I have a dataframe such as:
df = pd.read_excel(io = "☆ TOTAL_1320 - mydata.xlsx", sheet_name = 'Sheet1', index_col = 0)
df2 = df
EXCLUDE PERSONCONCERNED PC_DK PC_SPOUSE PC_PARENT PC_GRANDPARENT PC_CHILD PC_SIBSHIP PC_RELATIVE PC_LOVER ... WARNEMOTION2 TIME10 WARNEMOTION3 TIME11 WARNEMOTION4 WARNEMOTION4DTL TIME12 WARNSIGN_DTL EVENT_DTL EVENT_DTL_2
14 NaN 1 NaN 1.0 2.0 2.0 2.0 2.0 2.0 2.0 ... 2.0 NaN 1.0 88.0 2.0 NaN NaN NaN *** *** ** **/_x000D_\n*** ****** ** ***** ... NaN
68 NaN 1 NaN 1.0 2.0 2.0 2.0 2.0 2.0
and I made a condition like this:
condition = (df2.PERSONCONCERNED==1) & ((df2.PC_SPOUSE.isnull()==True)

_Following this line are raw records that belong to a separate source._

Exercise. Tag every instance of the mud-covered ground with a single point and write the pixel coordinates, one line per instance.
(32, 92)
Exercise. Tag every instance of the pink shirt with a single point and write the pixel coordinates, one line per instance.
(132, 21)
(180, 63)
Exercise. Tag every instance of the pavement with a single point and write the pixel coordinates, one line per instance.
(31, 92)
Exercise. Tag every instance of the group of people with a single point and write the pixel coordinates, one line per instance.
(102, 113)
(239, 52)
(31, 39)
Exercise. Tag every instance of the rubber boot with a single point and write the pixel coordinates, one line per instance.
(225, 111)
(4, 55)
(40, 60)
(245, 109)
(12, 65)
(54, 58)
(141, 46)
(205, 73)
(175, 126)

& (df2.PC_PARENT.isnull()==True) & (df2.PC_GRANDPARENT.isnull()==True)
& (df2.PC_CHILD.isnull()==True) & (df2.PC_SIBSHIP.isnull()==True)

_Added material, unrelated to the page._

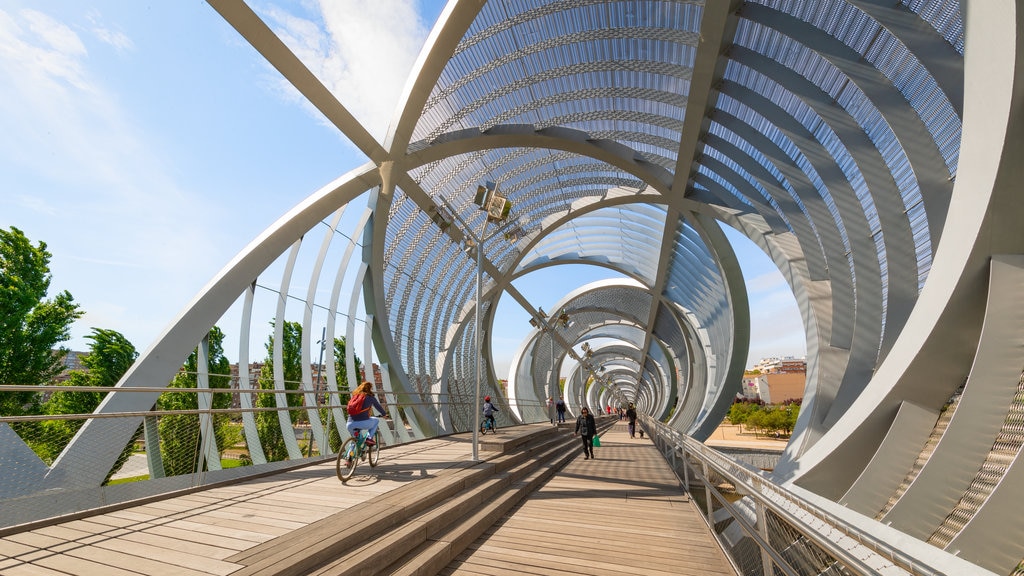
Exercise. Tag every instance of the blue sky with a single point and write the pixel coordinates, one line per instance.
(147, 144)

& (df2.PC_RELATIVE.isnull()==True) & (df2.PC_LOVER.isnull()==True)
& (df2.PC_FRIEND.isnull()==True) & (df2.PC_STRANGER.isnull()==True)
& (df2.PC_ETC.isnull()==True))
when I do df2[condition]['PC_DK'] I get this:
9089 1.0
20082 NaN
20087 NaN
20090 NaN
20096 NaN
30957 NaN
34196 NaN
81293 NaN
104381 88.0
Name: PC_DK, dtype: float64
I want to replace NaN values and 1 value to 88 in df2(which is the original dataframe)
I could replace them in new dataframe by doing
df_condition = df2[condition]['PC_DK']
df_condition = df_condition.replace(np.nan, 88)
df_condition = df_condition.replace(1,88)
but I really don't know how to do it with original dataframe.
CodePudding user response:
Before getting started, first thing is isnull() itself returns Boolean value so no need to compare it against True , second thing is as you want to check for null in multiple columns combined by & , you can consolidate these in to isnull() and all() passing axis parameter. So, the reduced code will look something like this:
# cols is list of columns i.e. cols = ['PC_SPOUSE', 'PC_PARENT', ..., etc.]
condition = df2.PERSONCONCERNED==1 & df2[cols].isnull().all(axis=1)
Now to replace, you can directly use the mask created above, then replace the values using loc, and as you want to add more condition to replace the values, you can create the extra mask and again combine with &:
extra_mask = df2['PC_DK'].isna() | df2['PC_DK'].eq(1)
df2[condition & extra_mask, 'PC_DK'] = 88